From Friday's Globe and Mail

The head of Ballard Power Systems Inc. has unexpectedly left the company, casting a shadow of uncertainty over the money-burning fuel-cell maker.

Dennis Campbell has left Ballard effective immediately, barely three years after he was recruited from the United States as a leader who could supposedly transform it from concept company to commercial producer.

“The board's decision was that this was the right time for a leadership change,” Ballard chairman John Sheridan, who is to fill in as interim CEO, said Thursday. The search for a replacement will likely take six to eight months, he said.

Reached at home in West Vancouver, Mr. Campbell, 57, acknowledged his exit was the board's idea, but said the timing was also right from his perspective. “I want to do something more challenging that fits with my aspirations,” he said.

“So I'm eager to do that, and eager to get back to the States,” Mr. Campbell said.

Ballard's shares, which have fallen from more than $200 apiece since 1999, dropped on the news.

They closed at $5.84 on the Toronto Stock Exchange Thursday, down 18 cents from Wednesday's finish.

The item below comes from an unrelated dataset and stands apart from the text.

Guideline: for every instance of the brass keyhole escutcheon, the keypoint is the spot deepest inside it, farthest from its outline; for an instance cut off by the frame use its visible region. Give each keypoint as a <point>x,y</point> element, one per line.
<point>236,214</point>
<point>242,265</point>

Mr. Campbell said the automobile industry, Ballard's prime target market, is now not expected to get into full-scale production of cars with hydrogen fuel cell technology until the 2012-to-2015 period.

That is much later than was expected when he signed on with the company in mid-2002 as president and chief operating officer and designated successor to then CEO Firoz Rasul, who stepped down the following March. Ballard hired him away from his post as president of the world's largest manufacturer of vacuum cleaner bags, Home Care Industries Inc. of Clifton, N.J.

“When they were recruiting me, the company was gearing up for a drive to commercialization ... and they were really looking for a senior CEO kind of guy ... who had the experience to come in and take the company to that level,” he said.

“Well, when I got here, we found out quickly that although this technology is going to change the world, it's going to take some time. The pace and rhythm of the automobile industry is slow.”

With that more distant horizon, he was forced to concentrate on refocusing Ballard, restructuring to cut costs and trying to reduce its heavy losses. Most recently, this involved cutting Ballard's work force by another 15 per cent and selling its German unit to shareholders Ford Motor Co. and DaimlerChrysler AG. The sale reduced the auto makers' combined stake in Ballard to 30.7 per cent from 37.4 per cent.

“We've downsized the company [so] we need to downsize the CEO,” Mr. Campbell said. His successor, he added, will be someone who is “better suited for what the next several years have to be for the company.”

Analyst Brian Piccioni at BMO Nesbitt Burns in Toronto said there were “absolutely” no signs during an investor day Ballard held late last month that a CEO change was in the works. He called Mr. Campbell a “skilled operator.”

Mr. Sheridan, a former president and COO of telecommunications provider Bell Canada, would not say how long the Ballard board had been looking at replacing Mr. Campbell, but said the decision was taken at a meeting Wednesday.

He also said Burnaby, B.C.-based Ballard is now “well positioned” to move ahead. Its annual “cash burn,” he said by way of example, is now down to about $50-million to $60-million from “over twice that” a couple of years ago.